For many investors, the main point of stock picking is to generate higher returns than the overall market. But if you try your hand at stock picking, your risk returning less than the market. Unfortunately, that's been the case for longer term Consolidated Water Co. Ltd. (NASDAQ:CWCO) shareholders, since the share price is down 12% in the last three years, falling well short of the market return of around 63%. It's down 14% in about a month. Importantly, this could be a market reaction to the recently released financial results. You can check out the latest numbers in our company report.
While the efficient markets hypothesis continues to be taught by some, it has been proven that markets are over-reactive dynamic systems, and investors are not always rational. One way to examine how market sentiment has changed over time is to look at the interaction between a company's share price and its earnings per share (EPS).
During the unfortunate three years of share price decline, Consolidated Water actually saw its earnings per share (EPS) improve by 19% per year. This is quite a puzzle, and suggests there might be something temporarily buoying the share price. Or else the company was over-hyped in the past, and so its growth has disappointed.
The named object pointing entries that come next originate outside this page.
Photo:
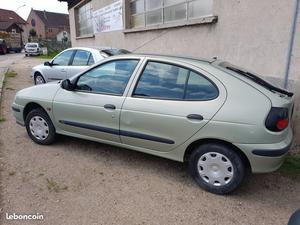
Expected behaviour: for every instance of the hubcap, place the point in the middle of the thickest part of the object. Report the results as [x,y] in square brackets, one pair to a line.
[39,80]
[39,128]
[215,168]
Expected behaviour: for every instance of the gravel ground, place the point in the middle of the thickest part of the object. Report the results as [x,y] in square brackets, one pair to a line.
[81,182]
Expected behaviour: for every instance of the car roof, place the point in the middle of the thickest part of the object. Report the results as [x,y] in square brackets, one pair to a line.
[186,59]
[92,48]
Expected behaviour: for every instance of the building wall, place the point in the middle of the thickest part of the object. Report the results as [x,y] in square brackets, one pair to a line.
[39,25]
[253,34]
[52,32]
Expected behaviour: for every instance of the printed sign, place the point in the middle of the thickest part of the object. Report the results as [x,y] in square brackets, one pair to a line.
[108,18]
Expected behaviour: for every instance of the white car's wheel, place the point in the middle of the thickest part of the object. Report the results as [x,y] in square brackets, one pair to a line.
[38,79]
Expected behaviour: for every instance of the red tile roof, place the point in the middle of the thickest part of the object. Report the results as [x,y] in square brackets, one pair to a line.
[10,16]
[51,19]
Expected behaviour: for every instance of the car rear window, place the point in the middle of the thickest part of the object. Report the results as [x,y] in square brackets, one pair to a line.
[254,77]
[115,51]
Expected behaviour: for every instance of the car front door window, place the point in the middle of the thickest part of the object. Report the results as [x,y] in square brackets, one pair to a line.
[63,59]
[81,58]
[108,78]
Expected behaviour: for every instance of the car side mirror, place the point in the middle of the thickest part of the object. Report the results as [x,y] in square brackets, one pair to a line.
[67,85]
[47,63]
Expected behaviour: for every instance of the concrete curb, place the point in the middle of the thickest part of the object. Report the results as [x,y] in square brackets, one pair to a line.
[5,69]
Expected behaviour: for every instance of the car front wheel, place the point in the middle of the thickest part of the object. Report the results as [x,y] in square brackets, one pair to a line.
[216,168]
[38,79]
[40,127]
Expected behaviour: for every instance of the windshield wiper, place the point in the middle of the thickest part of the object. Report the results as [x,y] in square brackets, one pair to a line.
[260,81]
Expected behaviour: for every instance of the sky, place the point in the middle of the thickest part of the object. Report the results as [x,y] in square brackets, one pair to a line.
[23,11]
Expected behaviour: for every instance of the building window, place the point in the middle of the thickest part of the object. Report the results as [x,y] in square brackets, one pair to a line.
[83,18]
[144,13]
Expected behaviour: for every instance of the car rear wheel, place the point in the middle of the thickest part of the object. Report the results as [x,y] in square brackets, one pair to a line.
[40,127]
[38,79]
[217,168]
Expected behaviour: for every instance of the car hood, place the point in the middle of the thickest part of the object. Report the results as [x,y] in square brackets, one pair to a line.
[44,92]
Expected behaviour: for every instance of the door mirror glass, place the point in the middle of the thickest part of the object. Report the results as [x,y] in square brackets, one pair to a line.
[47,63]
[67,85]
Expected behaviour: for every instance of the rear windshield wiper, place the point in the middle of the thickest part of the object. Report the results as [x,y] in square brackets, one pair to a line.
[260,81]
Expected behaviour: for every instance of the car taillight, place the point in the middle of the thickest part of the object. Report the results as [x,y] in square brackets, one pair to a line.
[278,119]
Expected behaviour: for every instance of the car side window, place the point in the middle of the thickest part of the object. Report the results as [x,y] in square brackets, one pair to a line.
[200,88]
[81,58]
[109,78]
[166,81]
[63,59]
[91,60]
[163,81]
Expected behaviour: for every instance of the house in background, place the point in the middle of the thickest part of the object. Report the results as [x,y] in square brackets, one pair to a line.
[63,36]
[11,29]
[12,22]
[47,25]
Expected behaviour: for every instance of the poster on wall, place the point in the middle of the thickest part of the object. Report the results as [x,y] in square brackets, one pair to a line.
[108,18]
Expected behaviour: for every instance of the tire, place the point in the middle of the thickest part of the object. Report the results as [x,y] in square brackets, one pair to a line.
[38,79]
[40,127]
[216,168]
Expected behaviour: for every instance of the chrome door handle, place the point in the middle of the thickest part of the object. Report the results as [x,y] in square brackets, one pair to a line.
[194,117]
[109,106]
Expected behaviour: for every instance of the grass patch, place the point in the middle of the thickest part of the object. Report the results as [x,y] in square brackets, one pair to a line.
[291,167]
[53,186]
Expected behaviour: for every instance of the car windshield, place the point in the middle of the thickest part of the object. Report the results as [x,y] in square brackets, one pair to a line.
[31,45]
[115,51]
[255,78]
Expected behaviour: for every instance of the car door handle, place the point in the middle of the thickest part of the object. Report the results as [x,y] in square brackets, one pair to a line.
[109,106]
[195,117]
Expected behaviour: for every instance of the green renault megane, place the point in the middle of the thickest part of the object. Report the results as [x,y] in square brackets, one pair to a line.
[220,119]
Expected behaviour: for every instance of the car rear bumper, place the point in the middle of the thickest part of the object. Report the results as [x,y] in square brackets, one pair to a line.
[265,158]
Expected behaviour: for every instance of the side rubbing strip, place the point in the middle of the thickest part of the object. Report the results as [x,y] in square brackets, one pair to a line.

It is a little bizarre to see the share price down, despite a strong improvement to earnings per share. Therefore, we should look at some other metrics to try to understand why the market is disappointed.
We note that, in three years, revenue has actually grown at a 8.9% annual rate, so that doesn't seem to be a reason to sell shares. It's probably worth investigating Consolidated Water further; while we may be missing something on this analysis, there might also be an opportunity.
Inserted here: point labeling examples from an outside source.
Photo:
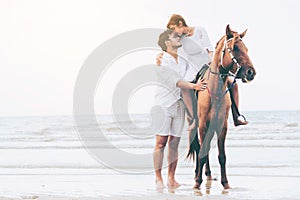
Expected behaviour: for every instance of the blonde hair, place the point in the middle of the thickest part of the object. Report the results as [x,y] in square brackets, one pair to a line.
[175,20]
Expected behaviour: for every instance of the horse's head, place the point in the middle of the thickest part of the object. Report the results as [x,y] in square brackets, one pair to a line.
[235,57]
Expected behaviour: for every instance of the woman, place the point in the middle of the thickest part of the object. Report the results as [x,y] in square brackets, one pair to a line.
[199,51]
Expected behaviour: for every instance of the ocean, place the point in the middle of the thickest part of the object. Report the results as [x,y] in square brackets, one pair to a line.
[40,150]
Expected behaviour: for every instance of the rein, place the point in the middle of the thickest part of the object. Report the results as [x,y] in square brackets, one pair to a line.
[224,75]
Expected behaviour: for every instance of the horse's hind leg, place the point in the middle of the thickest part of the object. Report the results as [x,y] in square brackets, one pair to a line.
[202,157]
[222,158]
[198,177]
[207,169]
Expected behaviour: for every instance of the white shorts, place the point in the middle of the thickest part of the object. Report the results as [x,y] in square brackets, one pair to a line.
[173,120]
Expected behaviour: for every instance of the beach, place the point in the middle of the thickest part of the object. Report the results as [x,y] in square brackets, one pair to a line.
[45,158]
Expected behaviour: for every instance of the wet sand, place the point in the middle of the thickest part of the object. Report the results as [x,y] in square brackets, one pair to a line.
[76,185]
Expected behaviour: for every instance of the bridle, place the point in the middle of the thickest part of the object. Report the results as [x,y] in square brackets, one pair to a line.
[234,60]
[229,73]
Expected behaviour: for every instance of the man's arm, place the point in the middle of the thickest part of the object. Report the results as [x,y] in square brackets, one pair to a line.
[192,86]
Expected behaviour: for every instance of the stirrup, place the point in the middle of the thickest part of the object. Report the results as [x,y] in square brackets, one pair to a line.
[193,125]
[238,122]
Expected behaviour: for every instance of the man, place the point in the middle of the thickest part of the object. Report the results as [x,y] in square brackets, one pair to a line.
[170,78]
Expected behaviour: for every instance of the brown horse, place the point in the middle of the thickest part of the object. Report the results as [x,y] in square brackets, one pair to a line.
[230,59]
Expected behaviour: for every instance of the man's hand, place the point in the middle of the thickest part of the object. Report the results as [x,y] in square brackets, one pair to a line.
[200,85]
[158,58]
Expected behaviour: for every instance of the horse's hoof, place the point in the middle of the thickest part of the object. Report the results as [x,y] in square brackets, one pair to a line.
[196,186]
[226,186]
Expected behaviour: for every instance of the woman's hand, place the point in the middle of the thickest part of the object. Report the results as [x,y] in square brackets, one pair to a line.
[158,58]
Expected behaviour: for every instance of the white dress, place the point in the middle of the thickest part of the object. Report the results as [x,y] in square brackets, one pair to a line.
[195,50]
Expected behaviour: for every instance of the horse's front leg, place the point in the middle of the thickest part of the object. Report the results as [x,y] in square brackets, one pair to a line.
[222,157]
[207,169]
[200,161]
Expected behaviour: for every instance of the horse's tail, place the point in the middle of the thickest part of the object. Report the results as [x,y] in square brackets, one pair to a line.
[194,146]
The company's revenue and earnings (over time) are depicted in the image below (click to see the exact numbers).
If you are thinking of buying or selling Consolidated Water stock, you should check out this FREE detailed report on its balance sheet.
What About Dividends?
When looking at investment returns, it is important to consider the difference between total shareholder return (TSR) and share price return. Whereas the share price return only reflects the change in the share price, the TSR includes the value of dividends (assuming they were reinvested) and the benefit of any discounted capital raising or spin-off. Arguably, the TSR gives a more comprehensive picture of the return generated by a stock. We note that for Consolidated Water the TSR over the last 3 years was -5.3%, which is better than the share price return mentioned above. The dividends paid by the company have thusly boosted the total shareholder return.
A Different Perspective
Consolidated Water shareholders are down 8.8% for the year (even including dividends), but the market itself is up 59%. Even the share prices of good stocks drop sometimes, but we want to see improvements in the fundamental metrics of a business, before getting too interested. Longer term investors wouldn't be so upset, since they would have made 1.7%, each year, over five years. If the fundamental data continues to indicate long term sustainable growth, the current sell-off could be an opportunity worth considering. Most investors take the time to check the data on insider transactions. You can click here to see if insiders have been buying or selling.
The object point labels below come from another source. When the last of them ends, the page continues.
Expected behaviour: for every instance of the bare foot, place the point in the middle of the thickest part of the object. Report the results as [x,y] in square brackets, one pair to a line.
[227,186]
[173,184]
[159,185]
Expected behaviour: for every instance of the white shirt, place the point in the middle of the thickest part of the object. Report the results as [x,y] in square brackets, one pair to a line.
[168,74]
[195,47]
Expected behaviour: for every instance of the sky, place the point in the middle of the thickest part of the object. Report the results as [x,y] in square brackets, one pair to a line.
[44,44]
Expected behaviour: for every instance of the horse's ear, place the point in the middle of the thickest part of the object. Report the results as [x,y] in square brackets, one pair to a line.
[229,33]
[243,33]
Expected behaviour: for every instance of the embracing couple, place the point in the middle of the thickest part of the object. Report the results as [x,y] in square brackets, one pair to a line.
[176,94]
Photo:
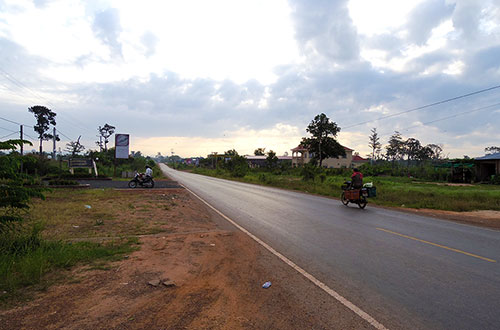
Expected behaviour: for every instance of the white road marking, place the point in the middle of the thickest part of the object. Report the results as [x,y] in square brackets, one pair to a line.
[365,316]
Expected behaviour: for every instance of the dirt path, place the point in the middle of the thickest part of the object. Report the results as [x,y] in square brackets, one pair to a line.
[217,274]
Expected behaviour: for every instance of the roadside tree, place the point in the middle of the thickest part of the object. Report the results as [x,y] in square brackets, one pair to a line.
[44,118]
[260,152]
[106,131]
[492,150]
[395,149]
[271,160]
[322,143]
[374,144]
[75,147]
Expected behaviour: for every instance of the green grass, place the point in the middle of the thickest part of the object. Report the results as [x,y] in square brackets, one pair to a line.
[25,259]
[391,191]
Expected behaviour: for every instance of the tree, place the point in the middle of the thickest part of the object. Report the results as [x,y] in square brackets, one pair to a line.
[259,152]
[321,144]
[436,151]
[374,144]
[237,165]
[75,147]
[491,150]
[271,160]
[411,148]
[16,189]
[44,118]
[395,149]
[106,131]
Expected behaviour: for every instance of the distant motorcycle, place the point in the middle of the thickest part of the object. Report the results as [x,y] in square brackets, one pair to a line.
[357,196]
[140,180]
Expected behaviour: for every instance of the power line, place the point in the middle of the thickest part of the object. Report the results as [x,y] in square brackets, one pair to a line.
[6,129]
[3,137]
[58,131]
[13,122]
[35,139]
[12,79]
[426,106]
[448,117]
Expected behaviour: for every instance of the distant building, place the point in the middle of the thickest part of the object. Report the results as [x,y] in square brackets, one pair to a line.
[301,156]
[487,166]
[260,161]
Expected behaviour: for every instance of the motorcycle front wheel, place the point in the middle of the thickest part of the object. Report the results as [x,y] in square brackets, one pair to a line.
[344,200]
[362,202]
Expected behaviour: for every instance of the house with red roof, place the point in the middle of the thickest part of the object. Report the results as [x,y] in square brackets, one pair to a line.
[301,156]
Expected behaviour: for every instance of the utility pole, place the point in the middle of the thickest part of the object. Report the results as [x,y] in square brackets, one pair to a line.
[22,145]
[54,145]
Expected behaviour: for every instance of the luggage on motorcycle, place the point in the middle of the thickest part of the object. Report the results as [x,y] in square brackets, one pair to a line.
[351,194]
[372,191]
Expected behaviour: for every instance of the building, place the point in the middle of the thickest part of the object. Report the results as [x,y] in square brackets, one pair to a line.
[260,161]
[301,156]
[487,166]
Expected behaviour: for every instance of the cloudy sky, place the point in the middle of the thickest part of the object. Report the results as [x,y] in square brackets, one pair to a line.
[197,76]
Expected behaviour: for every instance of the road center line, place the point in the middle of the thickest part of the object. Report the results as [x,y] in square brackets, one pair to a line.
[438,245]
[365,316]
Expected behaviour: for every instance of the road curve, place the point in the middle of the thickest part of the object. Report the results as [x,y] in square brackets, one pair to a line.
[407,271]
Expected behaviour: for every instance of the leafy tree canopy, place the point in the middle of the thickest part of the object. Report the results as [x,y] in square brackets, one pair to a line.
[259,152]
[322,143]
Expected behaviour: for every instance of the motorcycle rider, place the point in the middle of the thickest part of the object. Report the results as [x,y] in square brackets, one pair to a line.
[148,175]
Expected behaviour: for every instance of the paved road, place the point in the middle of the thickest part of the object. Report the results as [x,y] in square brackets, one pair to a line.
[406,271]
[124,184]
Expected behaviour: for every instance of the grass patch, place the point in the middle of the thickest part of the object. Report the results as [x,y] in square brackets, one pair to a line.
[27,260]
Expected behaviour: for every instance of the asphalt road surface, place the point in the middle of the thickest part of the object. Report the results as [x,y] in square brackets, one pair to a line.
[406,271]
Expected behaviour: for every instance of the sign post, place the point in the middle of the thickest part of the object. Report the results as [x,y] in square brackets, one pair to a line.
[122,142]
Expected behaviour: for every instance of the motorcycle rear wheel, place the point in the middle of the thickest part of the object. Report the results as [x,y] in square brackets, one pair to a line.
[344,200]
[362,202]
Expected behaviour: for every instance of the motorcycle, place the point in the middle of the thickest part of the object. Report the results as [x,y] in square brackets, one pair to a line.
[140,180]
[356,196]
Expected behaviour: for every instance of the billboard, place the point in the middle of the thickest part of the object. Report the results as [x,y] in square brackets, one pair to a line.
[122,142]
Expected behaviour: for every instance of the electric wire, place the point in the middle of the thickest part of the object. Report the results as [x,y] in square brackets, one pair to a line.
[14,122]
[3,137]
[6,129]
[12,79]
[447,117]
[425,106]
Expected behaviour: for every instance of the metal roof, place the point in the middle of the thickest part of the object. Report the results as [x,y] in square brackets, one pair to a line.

For those who like to find winning investments this free list of growing companies with recent insider purchasing, could be just the ticket.
Please note, the market returns quoted in this article reflect the market weighted average returns of stocks that currently trade on US exchanges.
This article by Simply Wall St is general in nature. It does not constitute a recommendation to buy or sell any stock, and does not take account of your objectives, or your financial situation. We aim to bring you long-term focused analysis driven by fundamental data. Note that our analysis may not factor in the latest price-sensitive company announcements or qualitative material. Simply Wall St has no position in any stocks mentioned.